Africa’s richest man Aliko Dangote, has established a tomato processing factory in Nigeria with a view to help tackle unemployment.

With this trend, Dangote is hoping to change tomato production with a giant factory that will boost domestic output, create jobs — and even, indirectly, fight Boko Haram.

TVC NEWS recalls that for the past five years, the Dangote Group conglomerate he heads has been working to build a $20-million (18.4-million-euro) tomato processing plant outside the northern city of Kano.

The city and state of the same name has been blighted by poverty and unemployment, seen as key drivers to radicalisation fuelling the Islamist insurgency in the wider north since 2009.

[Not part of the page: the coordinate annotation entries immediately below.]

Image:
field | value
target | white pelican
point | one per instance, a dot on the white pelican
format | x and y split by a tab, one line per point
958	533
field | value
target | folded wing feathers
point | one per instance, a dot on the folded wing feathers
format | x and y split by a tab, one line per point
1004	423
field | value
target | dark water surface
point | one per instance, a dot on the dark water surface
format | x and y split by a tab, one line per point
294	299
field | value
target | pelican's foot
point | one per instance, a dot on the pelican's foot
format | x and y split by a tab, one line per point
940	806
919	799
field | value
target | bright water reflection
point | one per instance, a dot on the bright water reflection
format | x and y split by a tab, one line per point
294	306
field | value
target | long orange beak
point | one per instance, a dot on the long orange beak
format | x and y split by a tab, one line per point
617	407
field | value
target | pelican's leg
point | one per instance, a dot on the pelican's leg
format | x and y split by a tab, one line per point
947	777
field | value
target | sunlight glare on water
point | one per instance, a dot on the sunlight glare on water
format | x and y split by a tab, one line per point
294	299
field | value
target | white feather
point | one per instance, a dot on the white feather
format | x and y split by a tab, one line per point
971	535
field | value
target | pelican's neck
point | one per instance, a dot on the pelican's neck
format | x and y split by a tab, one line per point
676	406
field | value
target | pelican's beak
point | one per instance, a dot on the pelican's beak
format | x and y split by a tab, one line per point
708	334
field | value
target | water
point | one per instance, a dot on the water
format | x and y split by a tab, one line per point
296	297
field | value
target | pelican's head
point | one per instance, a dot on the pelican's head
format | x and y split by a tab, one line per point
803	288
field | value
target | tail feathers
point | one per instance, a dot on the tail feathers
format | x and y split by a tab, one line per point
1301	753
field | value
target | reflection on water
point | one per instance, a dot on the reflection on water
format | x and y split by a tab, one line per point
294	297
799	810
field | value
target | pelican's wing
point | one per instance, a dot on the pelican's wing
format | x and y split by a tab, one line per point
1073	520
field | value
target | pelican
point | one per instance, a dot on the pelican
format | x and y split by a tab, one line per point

But it’s hoped the giant factory the size of 10 football pitches, set alongside 17,000 hectares (acres) of irrigated fields, will help by tapping a potential agricultural goldmine.

The country’s agriculture ministry puts annual current demand for tomato puree at 900,000 tonnes.

When the Dangote factory opens from next month it will provide 430,000 tonnes of paste that is used widely in Nigerian dishes from jollof rice to fiery soups.

“Nigeria is such a huge market for tomato paste that we will find quite challenging to satisfy,” the factory’s general manager, Abdulkarim Kaita, told AFP.

“Already local tomato paste packaging companies have placed orders with us which we will have to work hard to satisfy.

“We are set to begin operations. We are only waiting for the tomatoes which are ripening in the fields.”

Nigeria grows some 1.5 million tonnes of tomatoes every year, making it the 14th biggest producer in the world.

But it’s forced to rely on imports of tomato puree, mostly from China, because of a lack of processing plants.

Dangote’s factory, built by Switzerland-based Syngenta, will directly employ 120 people and 50,000 farmers have been engaged to grow the tomatoes required for the process of making concentrate.